In a commentary, former Polish defense minister General Stanislaw Koziej considers the pros and cons of a US missile defence base in Poland, saying the project could result in problems not just with Russia but also with Poland's European allies in NATO and the EU. "In this context it is important to know how other Europeans see the project. They seem rather reserved. For Poland this means we risk complicating relations with our allies and partners in NATO and the EU. A US missile defence base in Poland should definitely not be an alternative to NATO or the EU." (07/09/2006)

Hospodářské noviny - La República Checa

The ghettoisation of the Roma in the Czech Republic

One third of the Roma in the Czech Republic live in closed ghettos, according to a study by the Czech Ministry of Labour and Social Affairs. "This figure has surprised even the experts, who had previously assumed the existence of a dozen such ghettos," Vojtech Blazek comments. "Now it is clear they exist in almost every big major city... Roughly 90 percent of the Roma are jobless. They have no idea how to help themselves, and have already given up the struggle for a better life. They live on welfare. Sociologist Ivan Gabal warns, 'The problem is, there is already a second generation of Roma growing up in the Czech Republic who don't know anything else except being dependent on welfare. Disbanding these ghettoes will take up to thirty or forty years.' Although the EU will make two billion Czech crowns [70 million euros] available between 2008 and 2013, it is not yet clear what kind of concrete help the Roma should get." (07/09/2006)

To Vima Online - Grecia

Greek government agains confession at school

"The Ministry of Education and Religion's bill asking for confession in school to be dropped is causing an uproar, under-lines the daily." This announcement has indeed provoked the wraith of the Greek Church during the tumultuous beginning of this new school year. It refuses the implementation of such a bill and is asking the government to receive its own copy. The Church, not separated from the State, is counting on its powers of persuasion, but the ministry does not intend to give in. Is the Minister [Marietta Giannakou] not for once right in wanting to bring some order to schools? If we follow the Church's logic, the recent wave of immigration has as a consequence made an imam available to pupils, along with a Catholic priest, a pastor and even a lama! Confession is a sacred and personal act which no longer has its place in school".  (07/09/2006)

ECONOMÍA

Le Figaro - Francia

The European energy market is a priority

The French government wants to privatize the company 'Gaz de France' in order to allow it to merge with the Suez group. The debate triggered off by this project offers, according to economist and political scientist Pierre Noel, "the opportunity to under-line the importance of renewing a single market for energy. ... The impact of merging on the conditions of our energy supplying ... will depend on the organisation and the regulations of the markets in which the future group will operate, thus the ability of the Member States to re-launch this big economic project which is the construction of European energy markets. Europe needs industrial performers with global calibre, but the emergence of these cannot be an alternative to the construction of continental energy markets : If they want to act in favour of energy security and the economic competitiveness of Europe, the Member States, including France, must dedicate themselves to this project with a sense of priority." (07/09/2006)

CULTURA

Le Temps - Suiza

The term 'colonisation' spurs discord in France.

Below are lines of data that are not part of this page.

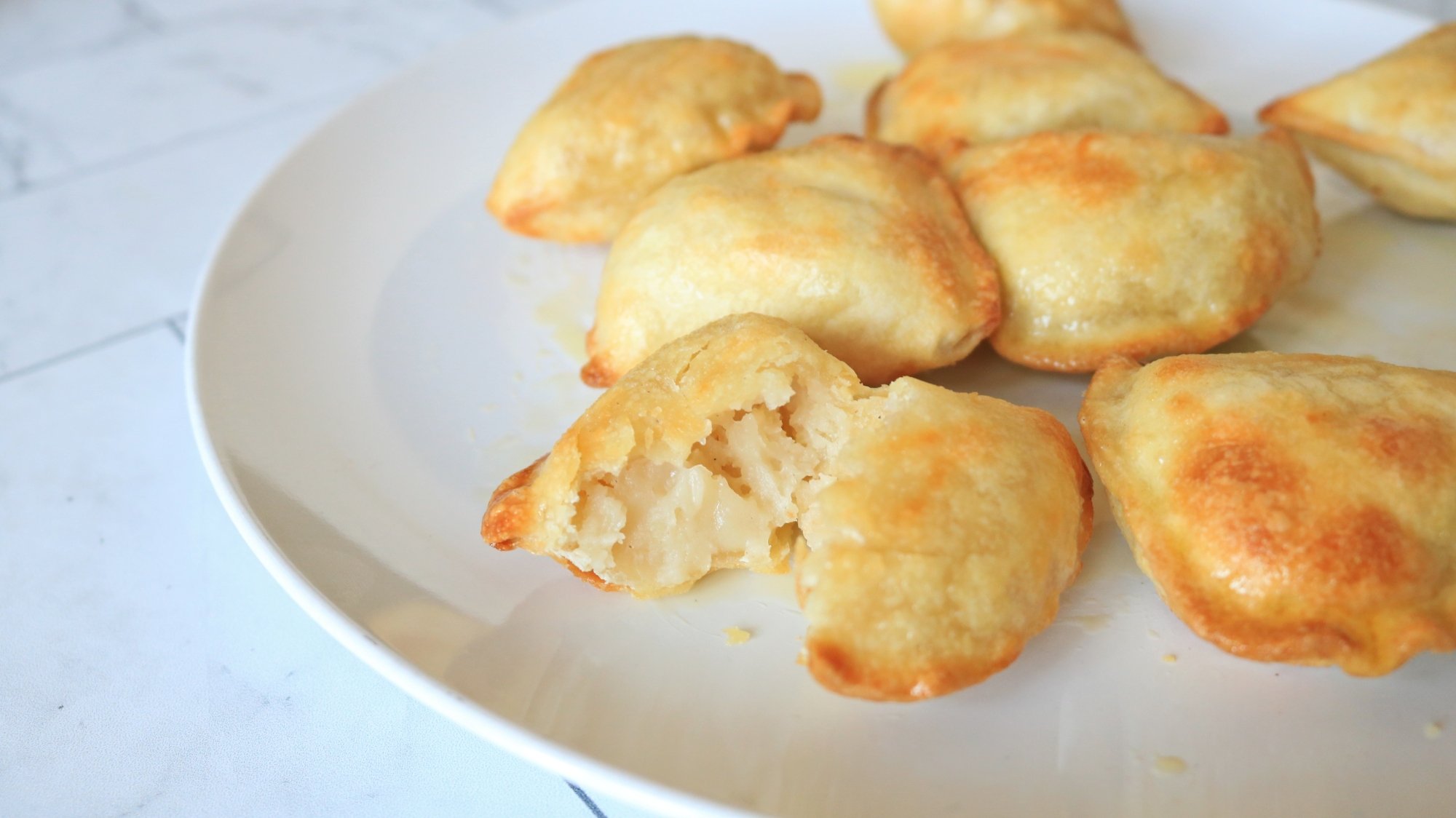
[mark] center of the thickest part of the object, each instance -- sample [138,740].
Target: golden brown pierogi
[995,90]
[917,25]
[631,119]
[1139,245]
[1291,509]
[1390,126]
[861,245]
[935,531]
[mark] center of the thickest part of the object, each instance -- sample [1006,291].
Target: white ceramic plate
[371,354]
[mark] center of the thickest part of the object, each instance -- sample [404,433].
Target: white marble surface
[149,666]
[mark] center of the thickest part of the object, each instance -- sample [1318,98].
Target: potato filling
[732,504]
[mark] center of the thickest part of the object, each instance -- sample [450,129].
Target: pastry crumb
[1170,766]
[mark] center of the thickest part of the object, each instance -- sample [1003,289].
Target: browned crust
[1288,113]
[599,373]
[509,512]
[1307,643]
[509,515]
[836,670]
[1176,341]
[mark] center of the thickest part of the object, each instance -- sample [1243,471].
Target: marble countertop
[149,664]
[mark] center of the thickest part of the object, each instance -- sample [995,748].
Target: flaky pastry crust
[937,531]
[1291,509]
[1139,245]
[946,533]
[631,119]
[917,25]
[1390,126]
[861,245]
[984,91]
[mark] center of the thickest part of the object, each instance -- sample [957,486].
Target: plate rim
[577,768]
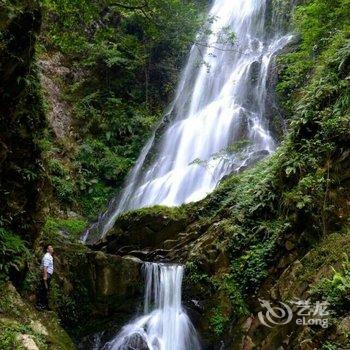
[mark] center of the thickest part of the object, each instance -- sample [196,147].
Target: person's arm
[45,274]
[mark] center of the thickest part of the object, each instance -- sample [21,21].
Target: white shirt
[47,261]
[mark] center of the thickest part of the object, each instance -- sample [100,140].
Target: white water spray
[164,325]
[212,111]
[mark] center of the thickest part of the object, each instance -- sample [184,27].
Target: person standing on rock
[47,271]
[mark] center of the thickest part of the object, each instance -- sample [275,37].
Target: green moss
[19,317]
[172,213]
[73,228]
[336,289]
[218,321]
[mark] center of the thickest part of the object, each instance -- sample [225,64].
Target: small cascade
[217,123]
[164,324]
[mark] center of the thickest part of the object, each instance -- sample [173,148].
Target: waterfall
[164,324]
[216,124]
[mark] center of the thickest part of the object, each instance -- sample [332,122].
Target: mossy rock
[19,321]
[144,229]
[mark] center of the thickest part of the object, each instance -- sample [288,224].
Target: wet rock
[27,342]
[136,342]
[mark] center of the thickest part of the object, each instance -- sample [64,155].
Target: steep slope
[275,231]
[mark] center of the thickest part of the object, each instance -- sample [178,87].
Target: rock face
[147,233]
[21,119]
[91,288]
[22,326]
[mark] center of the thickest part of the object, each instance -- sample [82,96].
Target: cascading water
[215,110]
[164,325]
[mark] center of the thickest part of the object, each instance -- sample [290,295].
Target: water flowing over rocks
[217,123]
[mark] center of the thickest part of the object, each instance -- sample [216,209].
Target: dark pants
[43,294]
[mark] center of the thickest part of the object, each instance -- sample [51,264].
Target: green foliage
[218,321]
[73,227]
[336,290]
[251,268]
[319,23]
[13,252]
[126,62]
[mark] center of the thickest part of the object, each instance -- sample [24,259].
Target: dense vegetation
[113,67]
[124,61]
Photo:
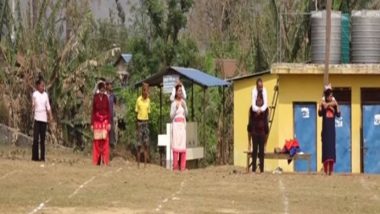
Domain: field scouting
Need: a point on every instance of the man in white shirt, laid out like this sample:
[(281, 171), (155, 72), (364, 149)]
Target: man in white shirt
[(172, 95), (42, 112), (259, 90)]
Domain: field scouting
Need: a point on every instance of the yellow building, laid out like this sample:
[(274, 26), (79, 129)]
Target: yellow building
[(356, 88)]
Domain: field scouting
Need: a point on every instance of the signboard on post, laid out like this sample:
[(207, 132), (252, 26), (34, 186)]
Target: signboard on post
[(169, 82)]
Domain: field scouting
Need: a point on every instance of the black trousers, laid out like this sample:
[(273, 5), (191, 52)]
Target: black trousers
[(258, 141), (39, 134)]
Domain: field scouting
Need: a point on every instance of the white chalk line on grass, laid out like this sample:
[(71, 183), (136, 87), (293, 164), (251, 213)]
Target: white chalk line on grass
[(81, 186), (89, 181), (174, 196), (284, 196), (8, 174), (40, 207), (364, 184)]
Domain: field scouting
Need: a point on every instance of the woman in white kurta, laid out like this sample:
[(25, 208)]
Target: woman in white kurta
[(178, 112)]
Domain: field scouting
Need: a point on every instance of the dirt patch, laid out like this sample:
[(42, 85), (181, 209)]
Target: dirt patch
[(69, 183)]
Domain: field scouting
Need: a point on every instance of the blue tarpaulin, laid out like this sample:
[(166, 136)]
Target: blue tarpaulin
[(198, 77)]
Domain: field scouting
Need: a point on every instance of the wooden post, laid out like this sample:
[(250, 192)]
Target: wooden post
[(327, 47)]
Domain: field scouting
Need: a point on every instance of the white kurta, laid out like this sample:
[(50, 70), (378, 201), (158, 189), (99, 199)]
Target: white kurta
[(178, 116)]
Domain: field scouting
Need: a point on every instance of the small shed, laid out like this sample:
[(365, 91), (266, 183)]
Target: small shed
[(356, 88), (193, 75), (121, 65)]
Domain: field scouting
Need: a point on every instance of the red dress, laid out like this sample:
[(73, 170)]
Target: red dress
[(99, 120)]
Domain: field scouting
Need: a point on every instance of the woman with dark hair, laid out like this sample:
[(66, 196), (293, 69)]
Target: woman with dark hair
[(100, 126), (42, 113), (328, 110), (178, 113)]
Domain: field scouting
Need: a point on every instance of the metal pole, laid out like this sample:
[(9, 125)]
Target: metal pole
[(203, 118), (327, 48), (223, 132), (160, 109), (192, 101)]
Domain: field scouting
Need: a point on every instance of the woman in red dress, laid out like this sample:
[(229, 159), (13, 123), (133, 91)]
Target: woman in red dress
[(100, 126)]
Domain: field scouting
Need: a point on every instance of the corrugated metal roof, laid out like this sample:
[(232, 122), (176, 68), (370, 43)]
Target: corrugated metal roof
[(126, 57), (249, 75), (200, 77), (195, 75)]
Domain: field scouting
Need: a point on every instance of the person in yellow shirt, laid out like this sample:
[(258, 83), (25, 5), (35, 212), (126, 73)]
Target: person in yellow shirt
[(143, 109)]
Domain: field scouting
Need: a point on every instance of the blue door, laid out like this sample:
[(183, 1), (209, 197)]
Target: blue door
[(305, 128), (343, 140), (371, 138)]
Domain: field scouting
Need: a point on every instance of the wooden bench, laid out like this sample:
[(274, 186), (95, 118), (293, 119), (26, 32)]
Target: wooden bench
[(280, 156)]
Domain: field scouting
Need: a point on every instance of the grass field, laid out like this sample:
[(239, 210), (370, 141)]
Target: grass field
[(68, 183)]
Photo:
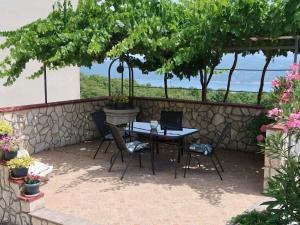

The journalist Sylvie Tanette takes an interest in the controversy triggered off in France by the latest edition of 'Le Robert' [French dictionary], in which the word 'colonisation' is defined as 'the enhancing, the exploitation of countries become colonies'. The representative council of black associations (CRAN) has called for the withdrawal of this work from bookshops. "A group of citizens taking on a dictionary, now that must be a first in the history of French lexicology. What the CRAN is trying to do is to open the eyes of the French, shake the habits of a country that for a long time has not wanted to question its colonialism (...)." (07/09/2006)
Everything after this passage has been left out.